The Rights group affirmed that: “HPV vaccination offers several important benefits. As already stated, the vaccines offer protection against the most common high risk HPV types – 16 and 18, that are responsible for the majority of the cervical cancer cases. It also reduces the risk of other HPV-related cancers such as anal, oropharyngeal and vaginal cancers. Widespread HPV vaccination proffers a societal protection against HPV infection in the form of herd immunity, thereby reducing the overall prevalence of HPV in the population and invariably protecting unvaccinated individuals. Consequently, there will be significant reduction in the healthcare costs as well as reduction in the morbidity and mortality associated with HPV-related diseases such as genital warts and cervical cancer.

HURIWA expressed shock that despite all these benefits that can be derived from HPV Vaccination, there seem to be a lot of hesitancy and disinterest shown towards the vaccination programme. This widespread hesitancy stems from some myths and misconceptions regarding the HPV vaccination. Some people believe that HPV vaccination encourages promiscuity, and that women who receive the vaccine are prone to engage in risky sexual behaviour. Such claims are baseless, as there is no evidence to suggest that receiving HPV vaccine encourages risky sexual behaviour. Rather, the purpose of the vaccine is to build immunity against HPV and hence, prevent HPV-related cancers.

HURIWA says: “Also, some believe that HPV vaccines are unsafe and contain harmful components that can adversely affect the body tissues. It is important to note that these vaccines have undergone extensive safety testing and are continually monitored. They are generally safe and associated with few serious side effects. Similarly, some believe that the vaccine causes infertility. However, there is no scientific evidence linking HPV vaccines to infertility.

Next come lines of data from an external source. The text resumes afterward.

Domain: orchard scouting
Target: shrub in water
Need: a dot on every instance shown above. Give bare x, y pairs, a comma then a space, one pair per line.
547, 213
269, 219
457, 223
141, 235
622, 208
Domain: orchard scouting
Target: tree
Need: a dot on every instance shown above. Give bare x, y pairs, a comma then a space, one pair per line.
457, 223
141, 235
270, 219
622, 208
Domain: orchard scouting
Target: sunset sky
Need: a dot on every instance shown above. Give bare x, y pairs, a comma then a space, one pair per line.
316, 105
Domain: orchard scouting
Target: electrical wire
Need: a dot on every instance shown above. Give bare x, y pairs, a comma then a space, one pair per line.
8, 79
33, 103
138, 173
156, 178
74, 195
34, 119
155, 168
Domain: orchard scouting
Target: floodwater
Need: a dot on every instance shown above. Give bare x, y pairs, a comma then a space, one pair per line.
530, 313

HURIWA  recalled that “On 24th October, 2023, Nigeria introduced the Human Papillomavirus (HPV) vaccine into its routine immunization programme with the aim of reaching over 7.7 million girls. The programme aims to vaccinate girls aged 9 – 14 years with a single dose of the vaccine. A 5-day mass vaccination campaign is the be carried out in schools and communities during the inaugural roll-out in 16 states and the Federal Capital Territory, and subsequently be incorporated into the routine immunization schedules within health facilities. The second phase of the vaccination is set to start in May 2024 in 21 states. 

HURIWA applauded the fact that “These vaccines are being provided for free by the Federal Ministry of Health, through the National Primary Healthcare Development Agency with support from Gavi, the Vaccine Alliance, United Nations Children’s Fund (UNICEF), World Health Organization (WHO) and other partners.”